KDIPA Director General Sheikh Dr. Meshaal Al-Jaber Al-Ahmad Al-Sabah told KUNA that Kuwait is committed to attracting value-added direct investments, with a strong focus on developing national competencies, strengthening long-term partnerships, and ensuring sustainable growth based on knowledge.

BlackRock CEO and Chairman Larry Fink said the company values its decades-long partnership with Kuwait and looks forward to reinforcing it through a direct presence in the country, contributing to the financial system, and supporting the development of national competencies.

The initiative aims to achieve several strategic objectives, including enhancing mutual trust between the company and its clients and supporting Kuwait’s “New Kuwait 2035” vision, in line with BlackRock’s broader goal of contributing to the development of capital markets in the Middle East.

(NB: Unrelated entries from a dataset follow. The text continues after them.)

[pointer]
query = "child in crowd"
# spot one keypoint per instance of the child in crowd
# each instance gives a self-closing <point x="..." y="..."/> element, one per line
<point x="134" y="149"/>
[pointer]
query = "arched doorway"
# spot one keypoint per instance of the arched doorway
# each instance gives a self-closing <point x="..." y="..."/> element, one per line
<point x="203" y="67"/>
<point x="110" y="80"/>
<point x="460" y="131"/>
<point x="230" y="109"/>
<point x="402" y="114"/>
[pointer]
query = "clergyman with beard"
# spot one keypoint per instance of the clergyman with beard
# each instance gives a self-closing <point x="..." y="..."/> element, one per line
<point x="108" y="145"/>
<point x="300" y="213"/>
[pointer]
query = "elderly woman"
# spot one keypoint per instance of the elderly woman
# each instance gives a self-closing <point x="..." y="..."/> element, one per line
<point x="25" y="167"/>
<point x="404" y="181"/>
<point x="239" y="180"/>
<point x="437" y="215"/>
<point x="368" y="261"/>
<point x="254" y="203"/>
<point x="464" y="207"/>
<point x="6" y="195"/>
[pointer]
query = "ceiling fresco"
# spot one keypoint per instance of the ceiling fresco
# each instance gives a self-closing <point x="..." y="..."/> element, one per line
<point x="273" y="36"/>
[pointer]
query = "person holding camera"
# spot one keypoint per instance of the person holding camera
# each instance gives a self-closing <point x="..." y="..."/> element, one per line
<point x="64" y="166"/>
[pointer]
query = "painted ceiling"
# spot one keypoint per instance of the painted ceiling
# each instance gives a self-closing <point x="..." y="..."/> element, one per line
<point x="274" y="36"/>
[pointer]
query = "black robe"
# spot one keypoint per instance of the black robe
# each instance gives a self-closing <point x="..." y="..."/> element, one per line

BlackRock will start operations in Kuwait with an office that includes a customer service team, a financial advisory team, and an Aladdin system team, enabling the provision of advanced investment solutions and services. Ali Al-Qadi has been appointed head of the Kuwait office while continuing his role as head of client team management for both Kuwait and Qatar.

The Capital Markets Authority of Kuwait officially granted a license to BlackRock Advisors – United Kingdom Limited to operate as an investment advisor in Kuwait. The authority described this as a step that underscores Kuwait’s growing position on the global financial map, noting that BlackRock is one of the world’s largest asset managers.

The CMA said the move marks a milestone in developing Kuwait’s financial market and confirms the country’s ability to attract major international institutions, aligning with national efforts to consolidate Kuwait’s vision as a leading global financial and commercial center.